Votre service local du bâtiment existe pour dissiper toute confusion. Voici les questions les plus fréquemment posées par les propriétaires lorsqu’ils naviguent dans ce système.
Gérer le travail non autorisé
Un ancien propriétaire a-t-il évité les formalités administratives ? Avez-vous construit cette terrasse sans savoir qu’un permis était nécessaire ? Vous pourrez peut-être toujours obtenir une autorisation rétroactive. Cela dépend si le travail peut être correctement inspecté. Vous paierez probablement des frais supplémentaires. Mais le service local du bâtiment essaie généralement de travailler avec vous plutôt que de vous pénaliser.

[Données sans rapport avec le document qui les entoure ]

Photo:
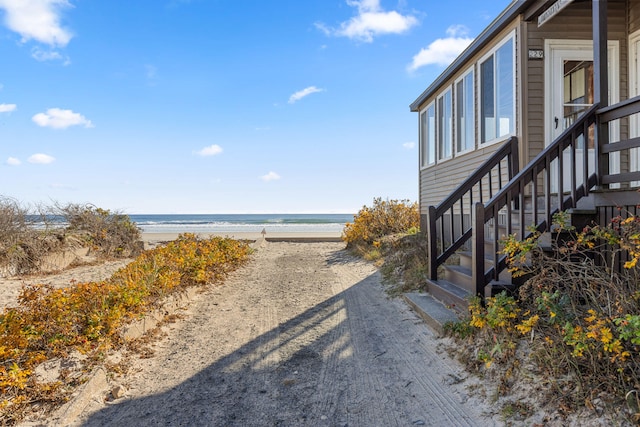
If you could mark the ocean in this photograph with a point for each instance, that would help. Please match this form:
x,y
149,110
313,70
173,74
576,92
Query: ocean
x,y
241,223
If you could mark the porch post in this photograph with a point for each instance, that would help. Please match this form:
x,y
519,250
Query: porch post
x,y
600,83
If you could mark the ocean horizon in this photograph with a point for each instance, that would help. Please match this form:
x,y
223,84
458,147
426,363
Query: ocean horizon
x,y
241,223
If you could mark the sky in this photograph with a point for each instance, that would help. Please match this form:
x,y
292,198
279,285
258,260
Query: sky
x,y
220,106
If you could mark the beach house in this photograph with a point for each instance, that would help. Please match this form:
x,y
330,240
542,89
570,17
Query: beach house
x,y
537,115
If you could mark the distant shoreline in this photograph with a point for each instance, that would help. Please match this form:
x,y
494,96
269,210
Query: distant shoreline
x,y
152,239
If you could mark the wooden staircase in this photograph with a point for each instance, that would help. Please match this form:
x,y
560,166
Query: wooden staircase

Gestion des retards d’inspection
Que faire si vous ne pouvez pas attendre l’inspection prévue ? Si vous avez une raison impérieuse de procéder, contactez l’inspecteur avant de commencer. Ils peuvent vous permettre de documenter le travail avec des photos ou des vidéos. Les appareils photo numériques d’aujourd’hui facilitent la tâche. Vous pouvez leur montrer les progrès et obtenir la permission d’avancer.
Modification des plans approuvés
Avez-vous changé d’avis sur un élément clé du projet ? Contactez immédiatement votre service bâtiment. Ils ont délivré le permis pour un ensemble spécifique de plans. Si vous vous écartez de ces plans sans approbation, vous ne passerez pas l’inspection finale. Tenez-vous-en au plan approuvé ou faites-le d’abord modifier.
L’inspection finale compte
Le travail est retardé. Les propriétaires sont fatigués. Les entrepreneurs oublient. Mais une inspection supplémentaire est nécessaire une fois les finitions appliquées. L’inspection finale est essentielle. Sautez-le et votre permis de construire pourrait expirer. Vous devrez peut-être demander un nouveau permis. Ou pire encore, vous devrez peut-être vous conformer à de nouveaux codes adoptés après le début des travaux.
Abordez le processus de permis avec une attitude positive. La plupart des inspecteurs sont compétents et souhaitent aider. Vous espérez ne jamais faire face à un ouragan, une tornade ou une inondation. Mais si vous le faites, vous serez plus tranquille en sachant que vous avez suivi les codes locaux et obtenu votre permis.
Restrictions relatives aux actes par rapport aux codes du bâtiment
Les restrictions sur les actes visent à maintenir l’apparence de la communauté. Ils peuvent nécessiter des types de toiture ou de revêtement spécifiques. Ils peuvent régir les terrasses, les remises et les clôtures. Parfois, ces restrictions sont appliquées pendant le processus de permis de construire.
À Houston, au Texas, les candidats doivent signer un affidavit acceptant de respecter les restrictions relatives aux actes. Si votre propriété est soumise à ces restrictions, vérifiez auprès de votre association de propriétaires avant de faire des plans. Votre permis pourrait être refusé s’il viole ces engagements privés, même s’il respecte les codes de la ville.
Comment fonctionnent les permis de construire
Le processus est simple si vous le considérez comme une protection plutôt que comme une punition. Il garantit l’intégrité et la sécurité structurelles. Cela protège votre investissement. Et cela protège vos voisins.